Giancarlo Lotti nasce nella frazione de La Fornace a San Casciano Val di Pesa il 16 settembre 1940. Il padre Primo Lotti è deceduto nel 1966 a 67, era un forte bevitore. La Madre, affetta da disturbi psichici, è deceduta 1975 all’età di 74 anni. A Lotti rimane una sorella.

Giancarlo Lotti smise di frequentare la scuola alla IV elementare senza ottenere la licenza.

Nel 1971 il Lotti e la madre si trasferiscono Borgo Sarchiani, 25 a San Casciano.

Dopo il 1975 e la morte della madre ruppe il legame con la sorella.

Il lotti è considerato uno dei “matti del paese” e gli vengono affibbiati svariati soprannomi tra cui il più famoso è “Katanga”, ma è chiamato anche “Zampino”“Garibaldi”.

Prese la patente di guida, dopo svariati tentativi, nel 1978 all’età di 38 anni. Ha posseduto diverse automobili secondo un accertamento del 29 agosto 1996.  Una FIAT 850 Special bianca; una Mini Minor 1000 gialla; una FIAT 124 gialla; un FIAT 128 Coupè rossa, una FIAT 124 blu; una FIAT 131 1300 rosso scuro e infine una FIAT 131 1600 rosso vivo.

Nel 1981 iniziò a lavorare alla cava di sabbia dei fratelli Scherma sita al Ponte Rotto, lavoro mantenuto sino agli anni ’90. Il lavoro consisteva in cavatore di inerti. I fratelli Luigi e Roberto Scherma concederanno al Lotti una porzione della colonica, di loro proprietà, sita in via Lucciano, 41. La colonica si trovava all’interno della cava.

In quel periodo il Lotti frequentava il bar “La Cantinetta” dove strinse amicizia con Mario Vanni, Fernando Pucci e in seguito con Pietro Pacciani.

Nell’estate del 1981 un amico comune, Giovanni Vermigli detto Alberobello, gli presenta Filippa Nicoletti. Il Lotti accompagna, nell’occasione, la Filippa a casa in via Faltignano dove la stessa conviveva con Salvatore indovino. Il Lotti ebbe con la Filippa una relazione per svariati anni.

In seguito presso via Faltignano conobbe anche Gabriella Ghiribelli.

Nel 1989 perse il lavoro e l’uso dell’abitazione in via Luciano 41 fu quindi costretto a rivolgersi alla comunità di Don Fabrizio Poli che gli assegnò una stanza dove vivere in via Faltignano, 27.

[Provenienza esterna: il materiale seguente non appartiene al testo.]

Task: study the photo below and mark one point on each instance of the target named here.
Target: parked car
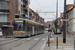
(50, 30)
(1, 32)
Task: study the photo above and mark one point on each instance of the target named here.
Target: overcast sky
(48, 6)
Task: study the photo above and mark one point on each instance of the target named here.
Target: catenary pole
(64, 23)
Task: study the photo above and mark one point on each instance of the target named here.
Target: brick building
(11, 9)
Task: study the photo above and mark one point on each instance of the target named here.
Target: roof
(29, 21)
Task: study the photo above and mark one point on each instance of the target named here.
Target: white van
(1, 32)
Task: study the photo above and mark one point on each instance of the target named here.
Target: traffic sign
(64, 19)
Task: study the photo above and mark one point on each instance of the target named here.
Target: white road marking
(36, 39)
(15, 39)
(43, 39)
(28, 38)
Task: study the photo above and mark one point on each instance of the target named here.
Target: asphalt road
(32, 43)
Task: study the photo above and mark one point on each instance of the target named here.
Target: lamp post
(56, 14)
(64, 23)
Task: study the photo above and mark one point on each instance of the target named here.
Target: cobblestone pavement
(69, 45)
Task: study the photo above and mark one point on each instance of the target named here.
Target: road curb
(43, 46)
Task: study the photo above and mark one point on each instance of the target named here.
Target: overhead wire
(38, 4)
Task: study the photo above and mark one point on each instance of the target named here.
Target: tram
(25, 27)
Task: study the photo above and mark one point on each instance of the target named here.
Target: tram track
(22, 43)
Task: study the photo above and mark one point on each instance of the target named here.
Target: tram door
(32, 30)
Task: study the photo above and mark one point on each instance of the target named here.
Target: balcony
(4, 11)
(4, 0)
(4, 23)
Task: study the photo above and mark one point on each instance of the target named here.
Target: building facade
(11, 9)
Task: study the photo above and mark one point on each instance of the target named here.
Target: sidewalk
(69, 45)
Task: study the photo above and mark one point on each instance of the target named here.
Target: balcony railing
(4, 11)
(4, 23)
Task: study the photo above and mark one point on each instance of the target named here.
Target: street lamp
(64, 23)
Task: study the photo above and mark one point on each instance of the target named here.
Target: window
(3, 18)
(3, 5)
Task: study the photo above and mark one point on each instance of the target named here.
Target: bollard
(74, 43)
(48, 41)
(57, 42)
(6, 35)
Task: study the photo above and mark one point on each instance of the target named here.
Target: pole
(28, 9)
(56, 14)
(14, 9)
(64, 23)
(48, 41)
(57, 42)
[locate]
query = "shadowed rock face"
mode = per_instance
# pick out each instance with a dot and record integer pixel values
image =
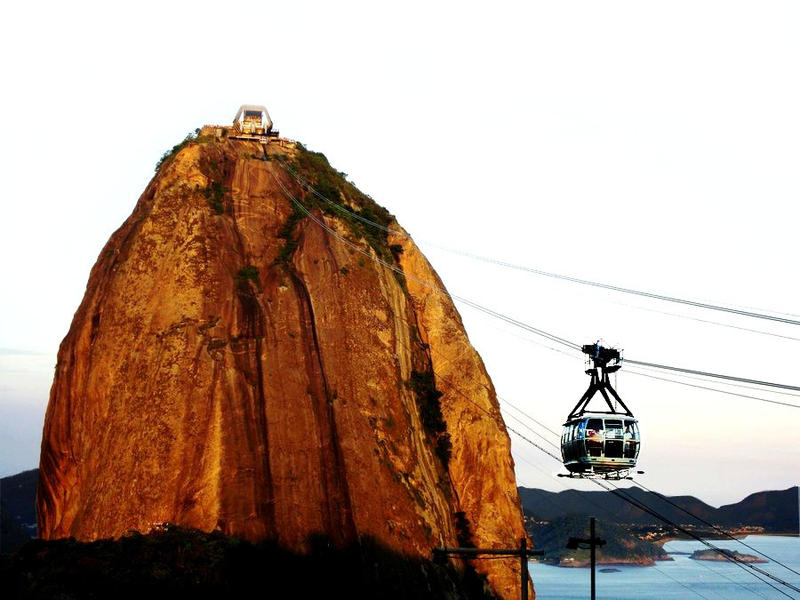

La prima volta che viene raccolta una sua testimonianza era il 19 luglio 1990.

A luglio del 1995 il Lotti, con il benestare dello zio Mario Vanni, cominciò ad accompagnarsi con Alessandra Bartalesi. La nipote del Vanni aveva avuto, circa nel 1985, un aneurisma cerebrale che l’aveva portata in coma e lasciandole alcuni problemi fisici. La relazione durò l’intera estate per poi terminare quando ritornò in San Casciano il suo ragazzo dalla sua permanenza a Potenza.

L’11 febbraio 1996 dopo la sua deposizione la Procura della Repubblica, attraverso il capo della Squadra mobile Michele Giuttari, richiese misure di protezione nei confronti di Giancarlo Lotti che assunse il ruolo di “collaboratore di giustizia”. Il programma di protezione prevedeva un piccolo stipendio ed una abitazione.

Il 16 settembre 1996 fu sottoposto ad una visita specialista in psichiatria e in psicologia da cui fu redatto un profilo psicologico consegnato in data 20 novembre 1996.

Il 15 novembre del 1996 consegna al dottor Vinci una lettera da lui redatta in cui confessa di essere stato presente all’omicidio di Giogoli del 1983.

Il 24 Marzo 1998 la Corte d’Assisi di Firenze nella persona del suo Presidente Federico Lombardi condanna a 30 anni Giancarlo Lotti concedendo le attenuanti. 

Il 15 marzo del 2002 Giancarlo Lotti lascia il carcere di Monza dove stava scontando una pena a 26 anni per un ricovero d’urgenza presso l’ospedale San Paolo di Milano per un tumore al fegato. Il 30 marzo 2002 morì a 62 anni.

Al funerale non partecipò nessun parente ed erano presenti solo il suo avvocato Stefano Bertini, Don Fabrizio Poli ed alcuni giornalisti.

Il 3 dicembre 2015 vengono riesumate le spoglie mortali e sistemate in una cassetta di zinco a disposizione dei parenti.